PROIEZIONE

ESTHER KAHN – Director’s cut

ESTHER KAHN – Director’s cut

In questa proiezione

KAHN (Director’s cut)

Cast and Credits

Sog.: dal racconto omonimo (1906) di Arthur Symons. Scen.: Emmanuel Bourdieu, Arnaud Desplechin. F.: Éric Gautier. M.: Hervé de Luze, Martine Giordano. Int.: Summer Phoenix (Esther Kahn), Ian Holm (Nathan Quellen), Fabrice Desplechin (Philippe Haygard), Akbar Kurtha (Samuel Kahn), Frances Barber (Rivka Kahn), László Szabó (Ytzhok Kahn), Hilary Sesta (Buba), Claudia Solti (Mina Kahn). Scgf.: Jon Henson. Mus.: Howard Shore. Prod.: Chris Curling, Alain Sarde, Grégoire Sorlat per Why Not Productions; DCP. D.: 157’. Col.

Scheda Film

Dalla breve novella di Arthur Symons, Arnaud Desplechin e il suo cosceneggiatore Emmanuel Bourdieu hanno tratto un film fiume, ampio e coinvolgente, che segue fedelmente la trama dell’originale arricchendola però in modo esemplare: nata in una modesta famiglia ebrea nella Londra di fine secolo, la giovane Esther Kahn, adolescente piuttosto lenta, solitaria e chiusa, scopre il teatro e diventa attrice; scopre anche la vita, e soprattutto le ragioni per cui vivere. La struttura si articola come una doppia respirazione, senza equivalenti nella novella se non allo stato embrionale, e si fonda su due elementi originali: il personaggio di Nathan Quellen (Ian Holm), il vecchio attore che in Symons occupa appena un paragrafo ma che qui diventa essenziale; e la scelta della prima inglese di Hedda Gabler di Ibsen come occasione del primo trionfo scenico di Esther. L’adolescenza e gli esordi della protagonista conducono al primo punto culminante del film, una lunga sequenza mirabilmente scritta, interpretata e messa in scena: le lezioni di teatro di Nathan. La seconda parte sembra segnare una regressione, tanto sul piano narrativo quanto su quello formale: la storia d’amore con Philippe Haygard, il critico, l’intellettuale dandy, il seduttore, insomma il francese; l’assenza di carisma, la recitazione forzata, la dizione precipitosa dell’attore sono evidenti, ma non scalfiscono l’energia del percorso di Esther, ormai pienamente avviato. In effetti, il tour de force finale (e secondo punto culminante), ossia la rappresentazione di Hedda Gabler, acquista una potenza di rara intensità e, nella sua complessità, rovescia tutto ciò che lo precede, vale a dire tutto ciò che fa di Esther Kahn il film più fluido, più lineare del suo autore. Questa apoteosi è al tempo stesso la risoluzione di un puzzle, nel senso ludico come in quello etimologico (‘enigma’) del termine, e l’affermazione di una maturità su più piani: maturità della protagonista, giunta al compimento del proprio percorso; maturità del racconto, che trova in questa catarsi il proprio fine e la propria giustificazione; maturità della messa in scena, liberata dalla penombra e dai vincoli della ‘ricostruzione d’epoca’ per affermarsi trionfalmente in un cinema pienamente compiuto.
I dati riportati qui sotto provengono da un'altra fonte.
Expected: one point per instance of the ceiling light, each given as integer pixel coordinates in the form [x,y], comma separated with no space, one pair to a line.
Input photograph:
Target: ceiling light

Yann Tobin, Esther Kahn: Oublier le sens, “Positif ”, n. 476, ottobre 2000

Crediti di restauro

Copia proveniente da Why Not Productions per concessione di StudioCanal.

Restaurato in 4K nel 2025 da Why Not Productions con la collaborazione di CNC – Centre national du cinéma et de l’image animée presso il laboratorio L’Image Retrouvée, a partire dal negativo originale 35mm.